Sunday, August 25, 2013

File Under "Correspondents, Unlikely"

Consider my mind blown, courtesy of the endlessly fascinating Joan Crawford Best.

Oh, I know it's not really him, as it's surpassingly unlikely that he was living on Flatbush Avenue in 1958.  Still, don't you adore the image of the 13-year-old future reggae superstar sitting there in the dark of a Brooklyn theatre - watching, given the timing, a second-run screening of The Story of Esther Costello - and writing off to his secret idol?  I'm sure he would have been thrilled to gain a little insight into the beauties of Acapulco.

Crawford's letters are remarkable.  Not for their content - the very opposite - but for their incredible quantity, and for the even, impersonal, unnervingly mechanical tone, identical in each of all the thousands of them, whether she was writing to the most obscure fan or dearest friend.  One imagines her, in one of her immaculate, HarrietCraigische Hollywood Regency interiors on tony Bristol Avenue, busy stuffing the sleeves of yet another outfit with tissue paper as she dictates, in a sharp, smoke- and vodka-inflected monotone, two or three dozen more missives for the day.  The hapless secretary (barefoot for the white carpets, clad in my mind's eye in a shapeless blue smock provided for some long-forgotten sanitary reason) struggles not so much to keep up as simply to stay awake as she takes down the steady, implacable stream of words, words, words about the upcoming trip to Paris and the happiness of the poodles and the latest script for Warners or G.E. Theatre or worse.

And off the pale-blue envelope goes, to an eagerly waiting young Jamaican emigré back East in Ditmas Park...


  1. "Little darling, don't shed no tears
    No woman no cry"

    And she probably never did.


  2. balls of steel ↔ steel drums...
    it's a lock for me.

  3. The key to the letter is the very telling phrase "How nice of you to remember us." It's called a paradox statement.

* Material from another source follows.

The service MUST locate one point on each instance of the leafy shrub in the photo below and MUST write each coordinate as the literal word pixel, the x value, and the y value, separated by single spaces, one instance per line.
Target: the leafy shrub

If you parse the statement, "How nice of you" neither suggests or implies that the writer neither appreciates the effort, or is impressed by it. It doesn't mean that she enjoyed the letter, either. It certainly isn't a thank you, or anything that would imply that you should do it again. It could also mean that its nice that you could forth this, or any effort.

    If you ever encounter a person who brags about how great their sex live is, or how much money they have in the bank, drop "How nice for you," and change the subject. It recognizes that they said something by not saying any thing the would encourage more on that topic.

    And this is what Crawford does. She gives nothing of herself to the writer, and it isn't much of what she does give aside from her travelogue plans. What she does give is that signature, which says "I am bigger than you'll ever be."

  4. i can just see joan's face
    after this was said to her.
    it might have won her an oscar.

  5. Apparently, Mr. Marley moved to the US in 1966 to be near his mother in Wilmington, Delaware. Dunno if he lived in Flatbush, but East Flatbush has had a Bob Marley Blvd since 2006 or so.